Even before 9/11, the association had made a decidedly humanitarian turn. In 2000, REALTOR® Magazine teamed up with founding sponsor eNeighborhoods to launch the Good Neighbor Awards program, a grant program that recognizes 10 REALTORS® annually for their involvement in charitable works.
That same year, the association had agreed to participate as a building partner in Habitat for Humanity International's "The Houses the Senate Built." The goal was to work with low-income families in all 50 states to build simple, affordable houses. NAR’s Housing Needs Committee had participated in a similar effort, the "The Houses That Congress Built," in 1998.
The following year, the association kicked off a long-term partnership with Habitat, pledging to sponsor and help build a house each year in the association’s conference city. NAR leaders broke ground on the first house in Chicago’s Pilsen neighborhood in July 2001.

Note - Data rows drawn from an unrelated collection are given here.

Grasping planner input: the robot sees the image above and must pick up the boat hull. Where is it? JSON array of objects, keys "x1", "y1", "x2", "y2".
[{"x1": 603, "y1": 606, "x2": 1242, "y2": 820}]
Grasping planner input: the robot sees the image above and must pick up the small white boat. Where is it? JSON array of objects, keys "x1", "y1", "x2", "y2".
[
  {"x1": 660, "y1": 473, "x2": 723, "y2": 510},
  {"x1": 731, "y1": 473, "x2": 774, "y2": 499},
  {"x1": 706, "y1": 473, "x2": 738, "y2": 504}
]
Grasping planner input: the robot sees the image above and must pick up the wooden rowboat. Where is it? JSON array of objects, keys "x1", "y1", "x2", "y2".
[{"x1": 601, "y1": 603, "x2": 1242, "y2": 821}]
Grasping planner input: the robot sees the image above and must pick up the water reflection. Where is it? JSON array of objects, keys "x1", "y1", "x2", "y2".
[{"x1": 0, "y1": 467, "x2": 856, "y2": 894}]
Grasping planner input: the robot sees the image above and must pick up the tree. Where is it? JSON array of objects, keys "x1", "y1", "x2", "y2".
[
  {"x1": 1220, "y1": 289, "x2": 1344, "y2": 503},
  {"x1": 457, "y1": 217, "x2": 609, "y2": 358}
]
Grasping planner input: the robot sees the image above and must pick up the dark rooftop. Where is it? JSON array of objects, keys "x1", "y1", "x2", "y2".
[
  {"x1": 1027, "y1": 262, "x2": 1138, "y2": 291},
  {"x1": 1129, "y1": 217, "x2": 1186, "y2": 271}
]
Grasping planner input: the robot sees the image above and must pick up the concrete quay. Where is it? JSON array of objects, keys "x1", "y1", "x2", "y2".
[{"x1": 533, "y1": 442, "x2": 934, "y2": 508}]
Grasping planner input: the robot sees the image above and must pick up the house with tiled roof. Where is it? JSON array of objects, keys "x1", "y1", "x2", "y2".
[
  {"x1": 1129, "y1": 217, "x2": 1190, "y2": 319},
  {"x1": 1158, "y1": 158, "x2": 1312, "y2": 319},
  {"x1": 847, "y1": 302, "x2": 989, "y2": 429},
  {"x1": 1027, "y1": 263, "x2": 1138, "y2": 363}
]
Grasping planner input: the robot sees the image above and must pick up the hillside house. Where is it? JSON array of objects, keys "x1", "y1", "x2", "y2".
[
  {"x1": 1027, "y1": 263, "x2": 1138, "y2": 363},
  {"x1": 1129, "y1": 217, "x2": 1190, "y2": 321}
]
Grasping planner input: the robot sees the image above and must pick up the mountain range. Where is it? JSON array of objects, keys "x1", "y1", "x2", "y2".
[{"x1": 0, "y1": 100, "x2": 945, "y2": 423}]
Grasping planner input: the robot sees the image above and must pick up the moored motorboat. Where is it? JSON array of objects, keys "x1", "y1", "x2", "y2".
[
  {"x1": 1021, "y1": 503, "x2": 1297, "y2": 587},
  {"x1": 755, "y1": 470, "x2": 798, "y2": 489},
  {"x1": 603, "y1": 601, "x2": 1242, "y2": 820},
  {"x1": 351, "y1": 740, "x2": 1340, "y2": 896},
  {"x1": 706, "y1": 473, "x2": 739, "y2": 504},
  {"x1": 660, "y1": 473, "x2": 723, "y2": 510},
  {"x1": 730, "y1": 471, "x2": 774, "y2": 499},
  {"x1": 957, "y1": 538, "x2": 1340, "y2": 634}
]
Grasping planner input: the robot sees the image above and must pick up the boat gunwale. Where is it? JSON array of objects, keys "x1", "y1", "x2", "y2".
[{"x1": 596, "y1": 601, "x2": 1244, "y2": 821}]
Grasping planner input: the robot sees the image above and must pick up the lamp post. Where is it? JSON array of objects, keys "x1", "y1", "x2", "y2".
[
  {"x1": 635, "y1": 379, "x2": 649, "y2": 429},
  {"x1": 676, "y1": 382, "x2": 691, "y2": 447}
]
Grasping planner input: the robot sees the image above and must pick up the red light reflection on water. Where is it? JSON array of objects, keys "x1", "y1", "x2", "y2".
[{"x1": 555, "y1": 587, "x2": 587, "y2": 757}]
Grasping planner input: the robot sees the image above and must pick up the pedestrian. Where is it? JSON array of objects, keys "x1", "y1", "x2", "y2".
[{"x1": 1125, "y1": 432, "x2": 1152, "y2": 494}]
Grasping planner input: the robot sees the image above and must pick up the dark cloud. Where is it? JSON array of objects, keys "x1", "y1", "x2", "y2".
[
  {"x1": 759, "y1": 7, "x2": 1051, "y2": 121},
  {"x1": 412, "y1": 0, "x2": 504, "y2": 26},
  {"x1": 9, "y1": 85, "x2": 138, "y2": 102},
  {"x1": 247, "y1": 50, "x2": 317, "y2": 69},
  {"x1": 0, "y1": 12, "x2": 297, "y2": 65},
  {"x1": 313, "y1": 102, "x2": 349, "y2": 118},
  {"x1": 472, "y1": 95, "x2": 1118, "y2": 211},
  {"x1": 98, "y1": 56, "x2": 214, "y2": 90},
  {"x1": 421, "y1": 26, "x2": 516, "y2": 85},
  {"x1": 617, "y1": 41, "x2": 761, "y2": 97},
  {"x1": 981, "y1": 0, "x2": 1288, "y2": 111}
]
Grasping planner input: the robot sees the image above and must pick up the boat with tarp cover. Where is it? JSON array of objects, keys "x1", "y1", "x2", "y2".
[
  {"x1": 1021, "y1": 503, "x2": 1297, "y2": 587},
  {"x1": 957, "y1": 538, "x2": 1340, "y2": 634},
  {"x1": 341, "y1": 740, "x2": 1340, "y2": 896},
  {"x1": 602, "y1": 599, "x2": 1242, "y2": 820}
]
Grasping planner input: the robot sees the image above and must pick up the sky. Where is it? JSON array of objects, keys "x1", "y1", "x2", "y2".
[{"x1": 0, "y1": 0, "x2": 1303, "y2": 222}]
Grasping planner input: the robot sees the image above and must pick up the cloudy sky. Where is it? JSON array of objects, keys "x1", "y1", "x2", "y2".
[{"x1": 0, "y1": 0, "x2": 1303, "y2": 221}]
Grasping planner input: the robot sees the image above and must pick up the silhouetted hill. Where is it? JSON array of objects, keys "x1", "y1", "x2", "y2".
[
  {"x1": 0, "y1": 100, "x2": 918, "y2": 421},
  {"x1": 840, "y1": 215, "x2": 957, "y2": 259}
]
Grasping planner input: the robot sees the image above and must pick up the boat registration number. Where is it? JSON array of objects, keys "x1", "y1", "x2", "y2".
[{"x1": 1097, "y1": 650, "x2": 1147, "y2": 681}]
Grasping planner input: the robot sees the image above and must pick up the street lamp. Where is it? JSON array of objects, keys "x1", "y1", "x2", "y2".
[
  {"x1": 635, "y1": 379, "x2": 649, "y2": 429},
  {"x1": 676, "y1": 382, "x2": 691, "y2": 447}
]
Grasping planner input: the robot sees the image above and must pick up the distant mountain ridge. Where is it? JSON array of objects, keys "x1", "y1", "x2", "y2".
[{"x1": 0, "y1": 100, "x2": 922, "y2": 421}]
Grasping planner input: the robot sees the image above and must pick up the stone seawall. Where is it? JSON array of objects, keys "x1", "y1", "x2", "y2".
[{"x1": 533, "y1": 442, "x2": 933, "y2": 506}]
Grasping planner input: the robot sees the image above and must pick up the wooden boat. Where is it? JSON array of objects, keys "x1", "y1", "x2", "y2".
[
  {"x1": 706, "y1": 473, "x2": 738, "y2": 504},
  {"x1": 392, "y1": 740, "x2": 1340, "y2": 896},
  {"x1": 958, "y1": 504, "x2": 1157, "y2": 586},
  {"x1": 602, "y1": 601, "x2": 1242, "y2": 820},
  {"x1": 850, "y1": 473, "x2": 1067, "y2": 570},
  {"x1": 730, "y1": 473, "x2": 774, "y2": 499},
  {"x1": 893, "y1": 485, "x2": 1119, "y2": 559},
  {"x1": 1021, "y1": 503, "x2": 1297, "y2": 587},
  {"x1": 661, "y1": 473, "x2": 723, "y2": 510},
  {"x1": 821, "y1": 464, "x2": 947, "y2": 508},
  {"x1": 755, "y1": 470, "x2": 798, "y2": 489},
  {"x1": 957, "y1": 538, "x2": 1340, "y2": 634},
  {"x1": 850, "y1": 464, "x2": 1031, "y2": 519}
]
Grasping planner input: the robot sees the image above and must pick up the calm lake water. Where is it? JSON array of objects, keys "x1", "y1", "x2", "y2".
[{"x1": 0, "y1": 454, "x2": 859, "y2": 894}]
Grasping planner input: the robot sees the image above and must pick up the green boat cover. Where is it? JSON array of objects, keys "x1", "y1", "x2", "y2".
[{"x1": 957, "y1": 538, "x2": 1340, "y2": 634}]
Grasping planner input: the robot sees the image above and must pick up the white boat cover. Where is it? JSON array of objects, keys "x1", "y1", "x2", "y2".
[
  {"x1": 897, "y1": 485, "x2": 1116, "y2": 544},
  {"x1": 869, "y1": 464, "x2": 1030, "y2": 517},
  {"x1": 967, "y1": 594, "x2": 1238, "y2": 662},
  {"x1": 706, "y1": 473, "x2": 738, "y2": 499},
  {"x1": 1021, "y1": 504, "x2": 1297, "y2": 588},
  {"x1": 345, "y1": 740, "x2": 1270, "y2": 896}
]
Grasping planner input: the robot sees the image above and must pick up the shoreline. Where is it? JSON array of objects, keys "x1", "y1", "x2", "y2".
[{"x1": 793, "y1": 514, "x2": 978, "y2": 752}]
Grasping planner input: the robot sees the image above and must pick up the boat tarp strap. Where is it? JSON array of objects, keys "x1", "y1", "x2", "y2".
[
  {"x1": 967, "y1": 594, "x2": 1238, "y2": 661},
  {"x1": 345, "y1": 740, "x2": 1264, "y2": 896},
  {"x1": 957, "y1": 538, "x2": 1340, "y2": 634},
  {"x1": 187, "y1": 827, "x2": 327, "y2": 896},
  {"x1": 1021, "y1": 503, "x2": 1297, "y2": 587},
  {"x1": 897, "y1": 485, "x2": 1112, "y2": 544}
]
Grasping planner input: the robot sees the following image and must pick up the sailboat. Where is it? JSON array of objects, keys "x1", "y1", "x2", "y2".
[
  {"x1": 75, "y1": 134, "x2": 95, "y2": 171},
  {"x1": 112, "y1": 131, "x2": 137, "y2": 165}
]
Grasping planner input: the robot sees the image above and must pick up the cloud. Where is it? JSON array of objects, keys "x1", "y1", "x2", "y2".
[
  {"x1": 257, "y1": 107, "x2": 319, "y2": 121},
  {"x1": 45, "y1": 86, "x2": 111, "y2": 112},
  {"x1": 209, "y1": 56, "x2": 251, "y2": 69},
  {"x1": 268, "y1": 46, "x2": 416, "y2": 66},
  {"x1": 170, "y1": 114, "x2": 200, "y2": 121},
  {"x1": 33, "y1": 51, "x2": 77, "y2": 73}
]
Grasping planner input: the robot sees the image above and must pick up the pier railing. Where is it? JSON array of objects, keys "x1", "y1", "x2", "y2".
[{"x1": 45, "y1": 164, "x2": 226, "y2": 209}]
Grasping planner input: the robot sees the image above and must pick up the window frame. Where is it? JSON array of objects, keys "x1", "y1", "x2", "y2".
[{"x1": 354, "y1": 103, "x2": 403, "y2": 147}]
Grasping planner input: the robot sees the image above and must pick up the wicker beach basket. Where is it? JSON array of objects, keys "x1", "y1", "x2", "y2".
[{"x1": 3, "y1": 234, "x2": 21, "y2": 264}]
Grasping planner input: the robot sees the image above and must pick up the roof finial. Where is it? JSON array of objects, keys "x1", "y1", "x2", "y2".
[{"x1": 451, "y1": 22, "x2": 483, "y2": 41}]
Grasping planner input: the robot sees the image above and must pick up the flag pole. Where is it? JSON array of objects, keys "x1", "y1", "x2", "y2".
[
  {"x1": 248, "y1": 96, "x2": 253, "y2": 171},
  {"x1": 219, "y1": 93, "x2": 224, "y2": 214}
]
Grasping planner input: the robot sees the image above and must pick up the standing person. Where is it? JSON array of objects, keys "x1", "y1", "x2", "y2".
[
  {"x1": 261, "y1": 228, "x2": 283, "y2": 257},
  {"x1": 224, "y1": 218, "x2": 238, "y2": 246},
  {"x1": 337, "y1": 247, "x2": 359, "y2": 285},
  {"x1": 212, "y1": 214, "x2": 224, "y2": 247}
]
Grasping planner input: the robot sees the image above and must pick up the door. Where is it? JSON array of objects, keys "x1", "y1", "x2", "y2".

Those activities were a catalyst to change,” says 2002 NAR President Martin Edwards, who became involved in the national association in 1989 when he served as CCIM Institute president. “The change was galvanized with the founding of the REALTORS® Housing Relief Fund in September 2011.”
From an economic perspective, real estate practitioners were feeling flush in 2001. After a three-year downturn in the late 1980s and early 1990s, brought on by overbuilding and the collapse of the nation’s savings & loan industry, the real estate industry was enjoying a steady upward climb. Annual existing single-family home sales increased by 50 percent between 1992 and 2001, according to NATIONAL ASSOCIATION OF REALTORS® data. The economy was growing at a rate of more than 4 percent per year, and unemployment was less than 5 percent nationally. Inflation was low, between 2 percent and 3 percent, and interest rates were considered historically low.

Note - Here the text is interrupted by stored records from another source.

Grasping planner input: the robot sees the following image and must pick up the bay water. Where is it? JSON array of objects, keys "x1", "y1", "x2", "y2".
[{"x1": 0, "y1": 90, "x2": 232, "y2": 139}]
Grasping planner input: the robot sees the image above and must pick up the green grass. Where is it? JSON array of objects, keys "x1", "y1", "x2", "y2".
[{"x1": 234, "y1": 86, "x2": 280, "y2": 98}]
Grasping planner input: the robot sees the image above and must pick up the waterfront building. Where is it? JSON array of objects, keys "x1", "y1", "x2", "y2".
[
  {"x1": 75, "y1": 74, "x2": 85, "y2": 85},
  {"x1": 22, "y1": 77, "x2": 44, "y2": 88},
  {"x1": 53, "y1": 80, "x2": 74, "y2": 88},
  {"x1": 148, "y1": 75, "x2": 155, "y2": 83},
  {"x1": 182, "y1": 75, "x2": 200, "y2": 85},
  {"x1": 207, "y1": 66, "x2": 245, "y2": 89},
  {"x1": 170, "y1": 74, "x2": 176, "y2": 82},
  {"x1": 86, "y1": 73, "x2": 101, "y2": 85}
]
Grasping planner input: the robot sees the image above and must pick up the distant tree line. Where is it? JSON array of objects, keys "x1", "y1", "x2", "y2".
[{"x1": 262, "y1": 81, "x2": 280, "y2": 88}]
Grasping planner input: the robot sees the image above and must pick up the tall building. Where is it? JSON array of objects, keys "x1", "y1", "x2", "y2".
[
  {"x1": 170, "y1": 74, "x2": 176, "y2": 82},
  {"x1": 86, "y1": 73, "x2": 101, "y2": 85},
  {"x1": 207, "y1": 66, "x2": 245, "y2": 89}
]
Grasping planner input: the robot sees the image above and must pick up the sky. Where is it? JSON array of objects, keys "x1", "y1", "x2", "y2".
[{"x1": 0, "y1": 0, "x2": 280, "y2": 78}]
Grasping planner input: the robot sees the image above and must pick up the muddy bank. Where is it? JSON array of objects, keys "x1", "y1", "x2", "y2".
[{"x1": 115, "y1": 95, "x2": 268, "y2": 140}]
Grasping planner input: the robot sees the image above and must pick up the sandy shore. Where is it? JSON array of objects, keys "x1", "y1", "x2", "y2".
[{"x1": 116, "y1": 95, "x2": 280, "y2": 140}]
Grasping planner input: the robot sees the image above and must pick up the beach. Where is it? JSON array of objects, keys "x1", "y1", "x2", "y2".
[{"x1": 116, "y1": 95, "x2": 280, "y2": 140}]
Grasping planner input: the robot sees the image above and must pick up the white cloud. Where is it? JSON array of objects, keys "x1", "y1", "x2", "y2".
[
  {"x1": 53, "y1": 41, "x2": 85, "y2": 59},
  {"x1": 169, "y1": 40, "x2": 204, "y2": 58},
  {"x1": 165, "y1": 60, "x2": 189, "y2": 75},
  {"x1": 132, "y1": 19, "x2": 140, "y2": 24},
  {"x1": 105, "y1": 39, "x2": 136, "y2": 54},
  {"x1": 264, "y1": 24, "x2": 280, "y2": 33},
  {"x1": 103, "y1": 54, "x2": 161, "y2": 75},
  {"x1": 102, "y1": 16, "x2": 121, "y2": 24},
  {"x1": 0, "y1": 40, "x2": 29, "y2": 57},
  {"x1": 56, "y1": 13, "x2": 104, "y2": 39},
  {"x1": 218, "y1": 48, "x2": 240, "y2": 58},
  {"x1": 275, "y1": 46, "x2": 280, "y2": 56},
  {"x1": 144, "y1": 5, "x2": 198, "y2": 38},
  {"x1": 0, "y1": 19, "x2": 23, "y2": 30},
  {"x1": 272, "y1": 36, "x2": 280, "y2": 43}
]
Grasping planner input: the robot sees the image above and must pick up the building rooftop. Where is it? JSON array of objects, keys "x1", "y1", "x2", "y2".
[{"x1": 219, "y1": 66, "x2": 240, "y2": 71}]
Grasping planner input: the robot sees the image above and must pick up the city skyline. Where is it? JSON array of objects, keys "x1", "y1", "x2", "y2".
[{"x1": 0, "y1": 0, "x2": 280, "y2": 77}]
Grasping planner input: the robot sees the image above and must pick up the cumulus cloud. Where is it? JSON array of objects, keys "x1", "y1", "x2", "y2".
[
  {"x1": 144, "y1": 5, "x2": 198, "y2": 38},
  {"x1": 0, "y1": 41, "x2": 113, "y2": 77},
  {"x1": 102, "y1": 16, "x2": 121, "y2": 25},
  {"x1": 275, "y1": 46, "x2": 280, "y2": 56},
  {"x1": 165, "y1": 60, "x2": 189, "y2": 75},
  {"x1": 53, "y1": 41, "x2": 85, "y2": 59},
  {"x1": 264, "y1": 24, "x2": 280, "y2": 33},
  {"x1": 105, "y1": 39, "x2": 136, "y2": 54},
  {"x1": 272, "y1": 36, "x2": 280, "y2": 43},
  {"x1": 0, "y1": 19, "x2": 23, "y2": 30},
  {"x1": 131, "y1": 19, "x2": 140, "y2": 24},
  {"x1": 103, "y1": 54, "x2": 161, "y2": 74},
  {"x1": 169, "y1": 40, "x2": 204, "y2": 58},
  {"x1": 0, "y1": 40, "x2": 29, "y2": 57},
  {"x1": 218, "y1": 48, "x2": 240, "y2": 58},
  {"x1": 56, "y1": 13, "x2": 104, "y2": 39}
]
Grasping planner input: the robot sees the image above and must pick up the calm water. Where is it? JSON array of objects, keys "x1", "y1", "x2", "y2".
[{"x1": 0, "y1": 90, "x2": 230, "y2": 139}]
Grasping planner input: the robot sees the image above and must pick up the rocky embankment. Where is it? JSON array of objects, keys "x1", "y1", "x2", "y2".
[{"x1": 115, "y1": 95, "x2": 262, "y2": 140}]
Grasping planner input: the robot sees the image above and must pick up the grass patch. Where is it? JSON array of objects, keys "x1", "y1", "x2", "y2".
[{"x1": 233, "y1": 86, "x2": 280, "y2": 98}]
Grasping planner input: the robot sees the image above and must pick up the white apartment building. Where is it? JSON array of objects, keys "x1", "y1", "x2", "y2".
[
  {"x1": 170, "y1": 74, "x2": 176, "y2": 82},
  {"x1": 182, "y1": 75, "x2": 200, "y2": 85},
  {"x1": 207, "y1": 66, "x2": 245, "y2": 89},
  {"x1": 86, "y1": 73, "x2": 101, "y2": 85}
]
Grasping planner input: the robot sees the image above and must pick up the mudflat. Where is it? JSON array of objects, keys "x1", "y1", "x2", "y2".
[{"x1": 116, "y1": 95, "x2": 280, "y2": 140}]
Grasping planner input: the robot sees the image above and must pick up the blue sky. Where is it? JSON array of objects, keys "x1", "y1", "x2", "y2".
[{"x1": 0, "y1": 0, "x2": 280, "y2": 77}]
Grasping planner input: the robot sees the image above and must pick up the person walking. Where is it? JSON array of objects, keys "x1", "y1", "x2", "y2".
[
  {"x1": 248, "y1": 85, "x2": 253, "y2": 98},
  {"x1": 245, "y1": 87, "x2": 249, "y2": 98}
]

Considering those factors, “some sense of good feelings was probably in the air during the immediate pre-2001 period,” says Paul Bishop, NAR vice president of research.
And it seemed as if the good times would go on indefinitely. Baby boomers were in their peak buying years, and home ownership was being pushed as a way for households to accumulate wealth. “Although home ownership has always been supported by favorable policies,” Bishop says, “this was also a time when home ownership seemed to be a sure thing, particularly once the dot-com bubble burst.”
NAR was a big part of that push. Just four months before 9/11, a partnership of real estate organizations, including NAR, held a gala in Washington, D.C., to kick off the biannual HOPE Awards program, to recognize individuals and organizations working to help minorities become home owners.
The country’s mood after the terrorist attacks served to buoy the industry even further. “When 9/11 happened, we had the concern that everybody would leave New York City,” says Susan Goldy, director of Halstead Property’s Riverdale office, in the Bronx, N.Y. Goldy managed the New York State Association of REALTORS® task force that oversaw the housing relief fund application process. “What struck me was precisely the opposite happened. What I understood from that was the emotional sense of people seeking shelter, wanting security, wanting a roof over their heads. That’s part of what led to the increase in business that year.”
That sense of real estate as a secure investment in a post-9/11 world took hold nationwide. Home sales and prices reached a fever pitch mid-decade, and giving to the REALTORS® Relief Foundation also hit its highest point in those years, enabling the foundation to raise more than $9 million for hurricane relief.
The industry is still trying to gain its equilibrium from those go-go days and the association has taken another turn, concentrating greater resources on political advocacy. But the sense of satisfaction that came from NAR’s 9/11 effort and subsequent relief efforts remain as strong today as they did in those uncertain days of fall 2001.
“I don’t think there’s ever been anything that’s touched me as profoundly,” says Goldy. “It was a turning point for the state. It was a turning point for the country. Our market’s very different today, but I believe we have a responsibility, in any kind of an economy, to help others seeking the safety of shelter, whether it’s [in Louisiana after] Katrina, Haiti [after the 2010 earthquake], or North Dakota [after 2011 flooding]. If we have an ability to help, we have a responsibility to do so.”